Me acercó el cheque y el dinero.
– Vamos a hacer una cosa. Usted se informa de qué asociaciones judías de ese tipo hay, aquí o en Alemania, y hace una transferencia a la cuenta de la asociación que más le convenza. Y si eso del reconocimiento -rió- es muy importante para usted, puede hacer el donativo a nombre de Hanna Schmitz.
Volvió a coger el bote de té.
– El bote me lo quedo yo.
12
Ya han pasado diez años desde todo aquello. En los primeros tiempos después de la muerte de Hanna siguió atormentándome la duda de si realmente la había negado y traicionado, de sí al amarla me hice culpable, de si debería haberme liberado de ella de palabra y obra, y de cómo podría haberlo hecho. A veces me preguntaba si era responsable de su muerte. Y a veces me enfurecía con ella y por todo lo que me hizo. Hasta que el odio perdió fuelle y las dudas trascendencia. No importa lo que hice o no hice, ni lo que ella me hizo a mí: es mi vida, eso es todo.
La decisión de escribir nuestra historia la tomé poco después de su muerte. Desde entonces, esta historia se ha escrito muchas veces en mi cabeza, cada vez un poco diferente, cada vez con nuevas imágenes y fragmentos de acción y pensamiento. Por eso, además de la versión que he escrito, hay muchas otras. Supongo que esta versión es la verdadera, porque la he escrito mientras las otras se han quedado sin escribir. Esta versión pedía ser escrita; las otras no.

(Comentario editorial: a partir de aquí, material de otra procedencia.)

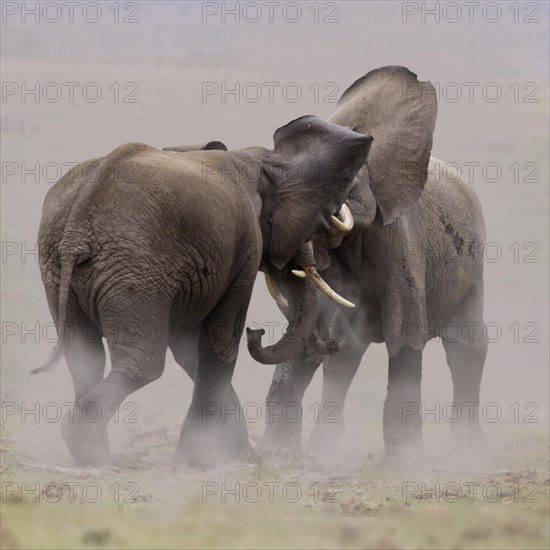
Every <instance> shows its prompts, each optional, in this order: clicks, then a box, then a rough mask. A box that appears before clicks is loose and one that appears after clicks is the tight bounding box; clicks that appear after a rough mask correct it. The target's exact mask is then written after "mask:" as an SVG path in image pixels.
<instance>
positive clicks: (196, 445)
mask: <svg viewBox="0 0 550 550" xmlns="http://www.w3.org/2000/svg"><path fill="white" fill-rule="evenodd" d="M174 461H175V462H176V463H177V464H180V465H182V466H188V467H189V468H197V469H199V470H210V469H212V468H216V467H218V466H221V462H222V461H221V458H220V457H219V456H218V454H217V453H216V450H215V449H214V446H213V445H212V444H210V445H208V444H207V442H206V441H205V439H204V438H200V437H189V436H183V437H180V440H179V441H178V444H177V447H176V452H175V453H174Z"/></svg>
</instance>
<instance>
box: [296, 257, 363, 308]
mask: <svg viewBox="0 0 550 550" xmlns="http://www.w3.org/2000/svg"><path fill="white" fill-rule="evenodd" d="M292 274H293V275H295V276H296V277H299V278H300V279H304V278H306V277H307V278H309V279H311V281H312V282H313V284H314V285H315V286H316V287H317V288H318V289H319V290H320V291H321V292H323V293H324V294H326V295H327V296H328V297H329V298H330V299H331V300H334V301H335V302H336V303H337V304H340V305H341V306H345V307H355V304H354V303H352V302H350V301H348V300H346V299H345V298H342V296H340V294H338V293H336V292H334V290H332V288H330V286H328V285H327V283H326V282H325V281H324V280H323V278H322V277H321V275H319V273H317V270H316V269H315V267H314V266H308V267H304V269H303V270H301V269H293V270H292Z"/></svg>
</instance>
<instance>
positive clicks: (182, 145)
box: [162, 141, 227, 153]
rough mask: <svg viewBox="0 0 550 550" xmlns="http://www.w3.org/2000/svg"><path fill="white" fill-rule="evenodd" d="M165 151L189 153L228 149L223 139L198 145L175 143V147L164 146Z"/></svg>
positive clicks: (223, 149)
mask: <svg viewBox="0 0 550 550" xmlns="http://www.w3.org/2000/svg"><path fill="white" fill-rule="evenodd" d="M162 150H163V151H175V152H177V153H188V152H189V151H214V150H215V151H227V147H226V145H225V143H222V142H221V141H209V142H208V143H199V144H198V145H175V146H174V147H163V149H162Z"/></svg>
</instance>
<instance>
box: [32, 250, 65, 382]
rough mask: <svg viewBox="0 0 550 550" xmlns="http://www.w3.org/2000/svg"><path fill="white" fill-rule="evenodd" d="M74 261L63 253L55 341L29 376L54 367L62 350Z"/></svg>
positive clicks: (64, 335) (62, 257)
mask: <svg viewBox="0 0 550 550" xmlns="http://www.w3.org/2000/svg"><path fill="white" fill-rule="evenodd" d="M75 263H76V258H75V256H74V255H72V254H70V255H64V256H63V257H62V260H61V275H60V277H59V303H58V309H57V342H56V344H55V346H54V348H53V349H52V351H51V352H50V355H49V357H48V359H46V361H45V362H44V364H43V365H41V366H40V367H38V368H36V369H33V370H32V371H31V372H30V373H29V376H31V375H33V374H41V373H43V372H49V371H52V370H53V369H55V368H56V367H57V366H58V365H59V362H60V361H61V359H62V358H63V351H64V349H63V348H64V343H65V342H64V336H65V328H66V327H65V324H66V321H67V301H68V298H69V288H70V286H71V277H72V274H73V268H74V266H75Z"/></svg>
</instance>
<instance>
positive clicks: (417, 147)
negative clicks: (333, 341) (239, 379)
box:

Al principio quería escribir nuestra historia para librarme de ella. Pero la memoria se negó a colaborar.
Luego me di cuenta de que la historia se me escapaba, y quise recuperarla por medio de la escritura, pero eso tampoco hizo surgir los recuerdos. Desde hace unos años he dejado de darle vueltas a esta historia. He hecho las paces con ella. Y ha vuelto por sí misma con todo detalle, y tan redonda, cerrada y compuesta que ya no me entristece. Durante mucho tiempo pensé que era una historia muy triste. No es que ahora piense que es alegre. Pero sí pienso que es verdadera y que por eso la cuestión de si es triste o alegre carece de importancia.

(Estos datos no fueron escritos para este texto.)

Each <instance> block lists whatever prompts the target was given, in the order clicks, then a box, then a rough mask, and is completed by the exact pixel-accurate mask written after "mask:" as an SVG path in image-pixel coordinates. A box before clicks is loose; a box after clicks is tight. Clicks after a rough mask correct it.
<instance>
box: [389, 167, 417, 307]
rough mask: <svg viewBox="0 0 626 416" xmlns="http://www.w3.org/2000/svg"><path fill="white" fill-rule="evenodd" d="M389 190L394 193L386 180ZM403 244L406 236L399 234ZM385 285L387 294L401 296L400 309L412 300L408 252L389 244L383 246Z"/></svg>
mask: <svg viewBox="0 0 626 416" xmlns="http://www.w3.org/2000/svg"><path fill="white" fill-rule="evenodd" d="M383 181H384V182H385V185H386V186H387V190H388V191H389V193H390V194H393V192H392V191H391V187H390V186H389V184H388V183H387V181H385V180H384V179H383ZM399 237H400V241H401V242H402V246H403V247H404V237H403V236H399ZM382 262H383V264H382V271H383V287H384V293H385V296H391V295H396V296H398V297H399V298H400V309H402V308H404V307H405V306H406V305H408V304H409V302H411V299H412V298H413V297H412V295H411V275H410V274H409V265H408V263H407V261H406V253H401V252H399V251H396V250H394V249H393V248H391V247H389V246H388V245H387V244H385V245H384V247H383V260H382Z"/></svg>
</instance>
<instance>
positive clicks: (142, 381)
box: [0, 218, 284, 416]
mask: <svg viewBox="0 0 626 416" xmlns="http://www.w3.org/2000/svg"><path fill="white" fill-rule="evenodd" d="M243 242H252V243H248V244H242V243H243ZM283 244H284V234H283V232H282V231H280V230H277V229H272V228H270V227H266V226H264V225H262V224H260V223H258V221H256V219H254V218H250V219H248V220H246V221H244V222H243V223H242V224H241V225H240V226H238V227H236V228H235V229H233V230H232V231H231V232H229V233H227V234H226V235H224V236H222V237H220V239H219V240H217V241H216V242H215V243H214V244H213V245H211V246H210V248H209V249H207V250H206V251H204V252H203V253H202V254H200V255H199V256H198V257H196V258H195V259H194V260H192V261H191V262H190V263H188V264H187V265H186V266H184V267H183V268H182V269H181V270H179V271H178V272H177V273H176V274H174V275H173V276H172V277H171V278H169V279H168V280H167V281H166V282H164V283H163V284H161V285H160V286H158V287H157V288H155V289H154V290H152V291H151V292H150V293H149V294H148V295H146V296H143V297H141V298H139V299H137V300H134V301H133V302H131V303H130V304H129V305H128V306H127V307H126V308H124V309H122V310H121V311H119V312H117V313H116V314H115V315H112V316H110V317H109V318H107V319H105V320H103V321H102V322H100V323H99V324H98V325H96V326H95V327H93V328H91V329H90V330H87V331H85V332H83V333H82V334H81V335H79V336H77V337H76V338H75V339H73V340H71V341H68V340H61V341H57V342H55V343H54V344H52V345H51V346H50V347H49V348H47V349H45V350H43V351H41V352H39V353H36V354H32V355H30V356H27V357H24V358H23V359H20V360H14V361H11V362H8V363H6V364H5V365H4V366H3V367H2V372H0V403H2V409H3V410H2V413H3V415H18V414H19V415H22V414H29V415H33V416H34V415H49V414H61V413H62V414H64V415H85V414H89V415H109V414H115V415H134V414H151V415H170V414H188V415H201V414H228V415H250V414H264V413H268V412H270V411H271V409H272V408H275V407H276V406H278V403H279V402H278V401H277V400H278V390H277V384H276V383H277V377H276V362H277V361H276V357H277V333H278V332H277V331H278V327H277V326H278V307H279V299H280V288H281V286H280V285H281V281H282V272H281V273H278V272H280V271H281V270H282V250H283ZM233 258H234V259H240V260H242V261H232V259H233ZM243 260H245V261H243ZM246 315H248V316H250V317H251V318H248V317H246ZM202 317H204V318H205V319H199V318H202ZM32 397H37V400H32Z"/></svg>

En cualquier caso, eso es lo que pienso cuando me viene a la cabeza sin más. Pero cuando me siento herido vuelven a asomar las antiguas heridas, cuando me siento culpable vuelve, la culpabilidad de entonces, y en los deseos y las añoranzas de hoy se ocultan el deseo y la añoranza de lo que fue. Los estratos de nuestra vida reposan tan juntos los unos sobre los otros que en lo actual siempre advertimos la presencia de lo antiguo, y no como algo desechado y acabado, sino presente y vivido. Lo comprendo. Pero a veces me parece casi insoportable. Quizá sí escribí la historia para librarme de ella, aunque sé que no puedo.
En cuanto volví de Nueva York, envié el dinero de Hanna, a su nombre, a la Jewish League Against Illiteracy. Recibí una breve carta escrita con ordenador, en la que la Jewish League agradecía a Mrs. Hanna Schmitz su donativo. Con la carta en el bolsillo me fui al cementerio, a la tumba de Hanna. Fue la primera y la única vez que estuve ante su tumba.